Bitcoin's price today topped out at just over $47,000, a new all-time high for the world's largest cryptocurrency. Its market cap is currently at around $855 million—about $40 million more than the value of all shares in Tesla.
Speaking of Tesla, the electric car maker played an outsized role in producing today'sprice surge. In early morning US trading, Bitcoin was selling for around $39,000, about $3,000 below its previous all-time high.
Then came the news that Tesla had bought $1.5 billion in Bitcoin. Within an hour, the price had moved $4,000, according to data from CoinMarketCap. After plateauing for a few hours, it continued upward, hitting never-before-seen barriers of $44,000, $45,000, $46,000, and (briefly) $47,000.
That means that Tesla's holdings in BTC increased by several hundred million in under 24 hours—not a bad return. It also means that a price point near $50,000—seemingly implausible a few months ago—is within reach.
Tesla isn't the first company to put Bitcoin on its books. MicroStrategy, a business intelligence firm led by BTC proselytizer Michael Saylor, has spent $1.15 billion to buy Bitcoin, even selling securitized debt to purchase more of the digital asset. As of today, its 71,079 BTC are worth about $3.2 billion.
MicroStrategy's aggressive strategy has been credited with helping to propel the 2020-21 Bitcoin bull run, clearing a path for other Companies. Square, the payments firm run by Twitter CEO Jack Dorsey, for instance, purchased 4,709 Bitcoin for $50 million in early October when the coin cost roughly $10,600. The price of Bitcoin has more than quadrupled since then.
Tesla $TSLA has de-risked the acquisition of #bitcoin by public companies and accelerated the digital transformation of corporate balance sheets. Treasurers are now thinking about how to convert a non-performing asset into the best performing asset. https://t.co/7mO7z6WtQ4
— Michael Saylor (@michael_saylor) February 8, 2021
Tesla, by contrast, bought near the peak of the market—a sign of confidence that there's still plenty of room for the bulls to run, especially if large-cap companies follow its lead.
They may be considering it. An analyst with RBC Capital Markets, the investment wing of the Royal Bank of Canada, suggested today that computer software and hardware company Apple should buy cryptocurrency and hold it in reserve while developing its Apple Wallet into an exchange that can compete with.

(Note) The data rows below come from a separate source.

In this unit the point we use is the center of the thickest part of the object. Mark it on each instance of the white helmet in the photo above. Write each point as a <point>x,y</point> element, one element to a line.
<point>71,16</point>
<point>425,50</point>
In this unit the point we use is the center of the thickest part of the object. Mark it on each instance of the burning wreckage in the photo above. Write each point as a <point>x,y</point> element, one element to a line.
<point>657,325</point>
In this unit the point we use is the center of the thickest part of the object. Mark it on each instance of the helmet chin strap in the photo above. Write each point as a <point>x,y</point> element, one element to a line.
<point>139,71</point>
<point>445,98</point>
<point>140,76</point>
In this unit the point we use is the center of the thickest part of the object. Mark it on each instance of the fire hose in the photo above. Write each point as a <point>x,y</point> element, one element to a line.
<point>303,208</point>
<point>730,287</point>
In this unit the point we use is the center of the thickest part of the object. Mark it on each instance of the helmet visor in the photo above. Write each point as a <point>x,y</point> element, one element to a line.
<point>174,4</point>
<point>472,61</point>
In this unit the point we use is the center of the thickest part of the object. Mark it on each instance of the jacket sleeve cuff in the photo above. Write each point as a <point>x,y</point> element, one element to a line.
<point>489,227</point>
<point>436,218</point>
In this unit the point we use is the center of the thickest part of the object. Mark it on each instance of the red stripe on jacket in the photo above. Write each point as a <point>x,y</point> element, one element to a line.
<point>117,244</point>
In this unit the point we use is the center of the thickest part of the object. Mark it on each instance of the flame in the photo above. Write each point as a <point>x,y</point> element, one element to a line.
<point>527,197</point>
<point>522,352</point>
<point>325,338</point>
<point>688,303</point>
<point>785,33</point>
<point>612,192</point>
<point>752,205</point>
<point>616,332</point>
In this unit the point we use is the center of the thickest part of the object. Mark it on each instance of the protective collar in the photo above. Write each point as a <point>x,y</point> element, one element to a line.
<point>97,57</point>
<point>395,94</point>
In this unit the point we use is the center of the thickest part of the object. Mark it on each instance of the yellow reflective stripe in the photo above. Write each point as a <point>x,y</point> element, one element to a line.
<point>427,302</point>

Mitch Steves wrote that a $1 billion investment from Apple would be less than a week of cash flow, enough to jumpstart a wallet and exchange.
"The wallet initiative appears to be a clear multi-billion dollar opportunity for the firm (potential for well over $40 billion in annual revenue with limited R&D)," he wrote, as reported by Bloomberg.
And it's not just companies. Miami Mayor Francis Suarez, who wants to make the Florida city a global hub for crypto, announced this morning that he's working on a resolution to invest municipal funds into Bitcoin.
He plans to meet with the city commission on Thursday to "get the ball rolling."
Better hurry, Mr. Mayor. The price is rising faster than the tide on South Beach.